ERCIM News No.20 - January 1995 - DRAL

Printing Hyperdocuments

by Simon Dobson and Victoria Burrill

Global hypertext systems such as the World Wide Web (WWW) are currently gaining in popularity, and may in future become the de facto means of delivering electronically a wide variety of information.

WWW technologies are designed to deliver information to a human reader, but do not as yet provide much support for machine-manipulable presentations of information. This makes tasks such as cross-server searching and document re-structuring more difficult: a good example is the problem of generating a paper copy of a hypertext document.

We have been investigating making WWW more amenable to automatic processing by importing ideas from the database world directly into HTML, WWW's document mark-up language. We have proposed a small extension to HTML which "publishes" the information structure of a set of pages as a database conceptual model. Elements of pages may be identified directly with entities and attributes from this underlying model, and relationships between entities may be described independently of the hypertext structure of the pages. We may then extract information from this "lightweight database" using database-like queries.

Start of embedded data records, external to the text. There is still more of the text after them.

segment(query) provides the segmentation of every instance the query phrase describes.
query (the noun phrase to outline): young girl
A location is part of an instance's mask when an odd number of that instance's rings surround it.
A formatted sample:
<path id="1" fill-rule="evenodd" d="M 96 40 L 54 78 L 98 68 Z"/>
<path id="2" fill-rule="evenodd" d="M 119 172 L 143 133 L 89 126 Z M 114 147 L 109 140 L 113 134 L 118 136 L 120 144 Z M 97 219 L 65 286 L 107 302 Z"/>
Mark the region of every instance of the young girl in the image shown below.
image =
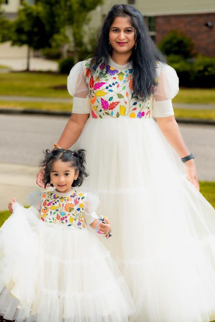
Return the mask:
<path id="1" fill-rule="evenodd" d="M 95 212 L 97 197 L 75 187 L 87 175 L 85 151 L 45 155 L 44 182 L 54 190 L 28 209 L 10 203 L 12 214 L 1 229 L 0 314 L 18 322 L 127 321 L 129 291 L 87 227 L 108 238 L 110 223 Z"/>

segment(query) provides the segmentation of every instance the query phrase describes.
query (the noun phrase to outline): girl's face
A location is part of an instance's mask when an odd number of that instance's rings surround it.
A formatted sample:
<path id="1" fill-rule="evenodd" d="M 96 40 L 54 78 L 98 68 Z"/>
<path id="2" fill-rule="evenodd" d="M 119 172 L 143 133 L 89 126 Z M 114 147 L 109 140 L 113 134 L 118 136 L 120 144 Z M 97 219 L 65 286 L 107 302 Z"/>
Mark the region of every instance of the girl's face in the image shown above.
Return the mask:
<path id="1" fill-rule="evenodd" d="M 70 162 L 60 160 L 53 164 L 50 177 L 52 184 L 58 192 L 68 192 L 72 189 L 72 184 L 78 176 L 79 171 L 71 166 Z"/>
<path id="2" fill-rule="evenodd" d="M 113 51 L 120 53 L 131 52 L 135 44 L 134 32 L 128 16 L 115 18 L 109 31 L 109 41 Z"/>

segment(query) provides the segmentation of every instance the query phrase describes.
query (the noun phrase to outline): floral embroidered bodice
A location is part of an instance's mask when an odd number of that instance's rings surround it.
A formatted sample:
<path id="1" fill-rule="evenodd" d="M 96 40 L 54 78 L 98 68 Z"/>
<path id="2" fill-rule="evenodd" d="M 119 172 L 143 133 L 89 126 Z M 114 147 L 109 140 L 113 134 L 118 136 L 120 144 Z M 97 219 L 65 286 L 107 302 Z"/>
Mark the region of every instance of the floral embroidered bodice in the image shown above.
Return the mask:
<path id="1" fill-rule="evenodd" d="M 41 220 L 72 225 L 79 229 L 85 228 L 86 193 L 73 189 L 68 195 L 64 194 L 59 194 L 56 190 L 42 194 Z"/>
<path id="2" fill-rule="evenodd" d="M 111 62 L 111 59 L 110 63 Z M 88 68 L 89 62 L 89 60 L 83 62 L 83 67 L 90 91 L 90 117 L 152 117 L 153 94 L 146 102 L 138 100 L 133 91 L 133 70 L 130 64 L 122 65 L 121 70 L 108 65 L 102 71 L 103 63 L 91 75 Z"/>

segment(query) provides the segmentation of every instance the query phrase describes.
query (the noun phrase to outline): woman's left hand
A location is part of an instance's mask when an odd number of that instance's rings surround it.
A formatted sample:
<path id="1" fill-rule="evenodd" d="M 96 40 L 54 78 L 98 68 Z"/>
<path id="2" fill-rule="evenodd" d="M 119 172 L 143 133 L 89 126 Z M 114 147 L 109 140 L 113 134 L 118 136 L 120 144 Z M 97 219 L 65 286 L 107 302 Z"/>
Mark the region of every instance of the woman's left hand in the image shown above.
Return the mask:
<path id="1" fill-rule="evenodd" d="M 102 234 L 107 235 L 111 230 L 111 227 L 110 224 L 110 222 L 108 219 L 107 218 L 106 218 L 104 220 L 106 223 L 100 223 L 98 225 L 98 229 Z"/>
<path id="2" fill-rule="evenodd" d="M 193 159 L 191 159 L 187 161 L 184 164 L 187 179 L 199 191 L 199 184 L 198 182 L 196 166 Z"/>

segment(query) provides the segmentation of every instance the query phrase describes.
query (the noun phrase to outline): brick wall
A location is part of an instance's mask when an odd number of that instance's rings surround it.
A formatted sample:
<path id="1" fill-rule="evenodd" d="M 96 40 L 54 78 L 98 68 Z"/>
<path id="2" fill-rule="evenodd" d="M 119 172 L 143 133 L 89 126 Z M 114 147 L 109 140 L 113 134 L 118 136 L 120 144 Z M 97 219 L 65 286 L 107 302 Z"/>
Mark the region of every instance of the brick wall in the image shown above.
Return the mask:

An important sample application of these techniques has been a system for "flattening" a set of hyper-pages when generating a (sequential) printed version of the hyperdocument. Our particular need is to generate from the Departmental web printed "hand-outs" of project descriptions for distribution to potential collaborators without Internet access. We mark-up the important elements of a project description (name, collaborators, aims, funding source etc) according to an entity-attribute-relationship model. We then formulate a query to extract the desired elements directly from the web. The query is template-driven, which allows extra formatting information to be added to the extracted information. This means that all printed hand-outs follow a common style despite variations in their hypertext descriptions.